As we hesitated, flourishing the rope, he laid it across our shoulders, at which the men standing by laughed and jeered at us. To remonstrate was useless, so to avoid a repetition of the unpleasant infliction, we sprang into the rigging and began to mount, taking care to hold tight as we went up until we got into the top, where we both stood looking down, not liking to go higher.

“Aloft with you, aloft, or I’ll send a couple of hands to start you,” shouted the boatswain from the deck.

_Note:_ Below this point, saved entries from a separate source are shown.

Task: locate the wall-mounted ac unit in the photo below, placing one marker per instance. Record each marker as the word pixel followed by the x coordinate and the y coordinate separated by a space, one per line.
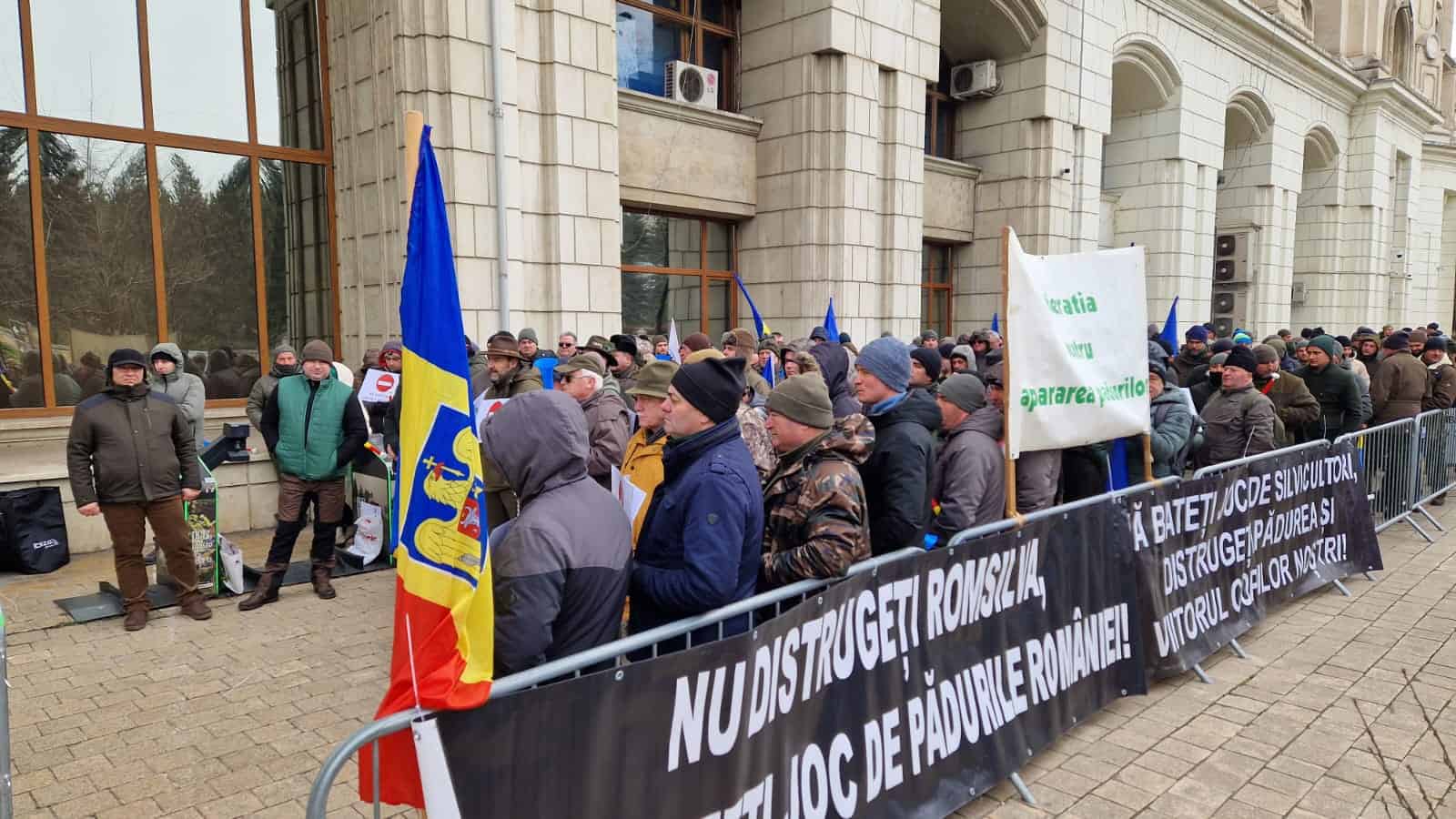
pixel 691 85
pixel 975 79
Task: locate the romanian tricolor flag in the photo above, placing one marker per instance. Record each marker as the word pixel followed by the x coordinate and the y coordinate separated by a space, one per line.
pixel 443 588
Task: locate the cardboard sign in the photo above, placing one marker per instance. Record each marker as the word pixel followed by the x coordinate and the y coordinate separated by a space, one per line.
pixel 379 387
pixel 1077 349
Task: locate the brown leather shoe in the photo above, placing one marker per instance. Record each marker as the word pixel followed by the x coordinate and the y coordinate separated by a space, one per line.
pixel 322 584
pixel 136 620
pixel 266 592
pixel 196 606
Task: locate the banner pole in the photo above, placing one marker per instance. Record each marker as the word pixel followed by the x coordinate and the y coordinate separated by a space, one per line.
pixel 1011 462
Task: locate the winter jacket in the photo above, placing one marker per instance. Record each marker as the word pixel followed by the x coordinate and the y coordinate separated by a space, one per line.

We looked up at the tall mast swaying to and fro, and I fully expected, should I make the attempt, to fall down on deck, or to be plunged into the sea, for which I had no wish; but looking down for a moment, and seeing two men about to come up the rigging, I told Lancelot that I would run the chance.

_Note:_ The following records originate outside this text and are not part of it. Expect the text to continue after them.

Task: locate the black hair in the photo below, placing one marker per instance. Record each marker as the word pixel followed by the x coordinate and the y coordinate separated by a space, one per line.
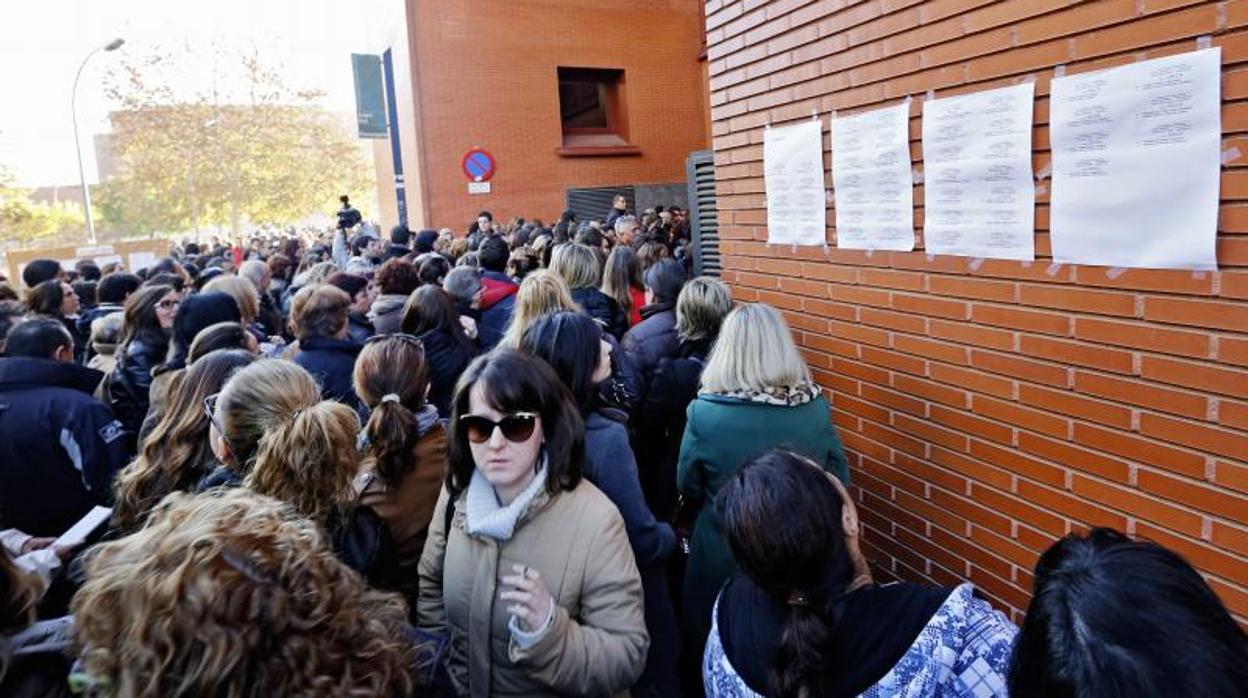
pixel 783 520
pixel 87 292
pixel 39 337
pixel 87 270
pixel 38 271
pixel 590 236
pixel 217 337
pixel 429 309
pixel 665 279
pixel 433 270
pixel 11 314
pixel 1111 616
pixel 46 299
pixel 166 279
pixel 493 254
pixel 570 342
pixel 513 381
pixel 116 286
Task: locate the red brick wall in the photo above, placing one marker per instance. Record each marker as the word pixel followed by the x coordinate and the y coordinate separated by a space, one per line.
pixel 487 75
pixel 992 408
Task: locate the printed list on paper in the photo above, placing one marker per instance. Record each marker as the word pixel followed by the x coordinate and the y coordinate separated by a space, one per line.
pixel 872 180
pixel 1136 164
pixel 980 192
pixel 793 174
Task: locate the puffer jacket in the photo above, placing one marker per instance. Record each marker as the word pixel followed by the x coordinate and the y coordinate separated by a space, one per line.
pixel 649 341
pixel 575 540
pixel 603 309
pixel 407 508
pixel 447 360
pixel 131 378
pixel 387 312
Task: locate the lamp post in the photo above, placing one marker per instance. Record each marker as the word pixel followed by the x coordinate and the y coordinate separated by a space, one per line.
pixel 78 144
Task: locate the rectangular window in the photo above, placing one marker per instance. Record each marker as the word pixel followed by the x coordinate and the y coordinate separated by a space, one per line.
pixel 592 113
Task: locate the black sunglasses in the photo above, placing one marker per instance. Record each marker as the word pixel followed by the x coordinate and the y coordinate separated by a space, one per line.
pixel 517 427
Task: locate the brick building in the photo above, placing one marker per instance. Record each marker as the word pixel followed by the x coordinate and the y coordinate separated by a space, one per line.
pixel 564 94
pixel 992 407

“It is the only thing we can do,” he answered.

Catching hold of the topmast shrouds, we began to mount. We got up at length, and crawled out on the yard, holding on tightly by the ropes which seemed most secure. Finding that it was not so terrible as I had supposed, I crawled out to the very end of the yard, where I clung on, in spite of the fearful way in which it moved about.

Thankful I was, however, to hear the boatswain shout, “You may come down now, lads;” and I made my way into the top.

Lancelot had gone out at the other end of the yard, and when we met on deck he could not help shaking hands, as if we had arrived successfully from some desperate enterprise. The seamen laughed as they saw us, and even the boatswain’s grim features wrinkled into a smile.

“You’ll do, lads,” he said. “You’ll make prime topmen in a few weeks, and thank me for having taught you.”

Such was the commencement of our sea life. Things, we agreed, might have been worse, though we got many a kick and rope’s ending, not only from the boatswain, but from others among the more brutal of the crew.

Martin, when on deck, always came to our rescue, but old as he was, he was but ill able to contend with so many opposed to him.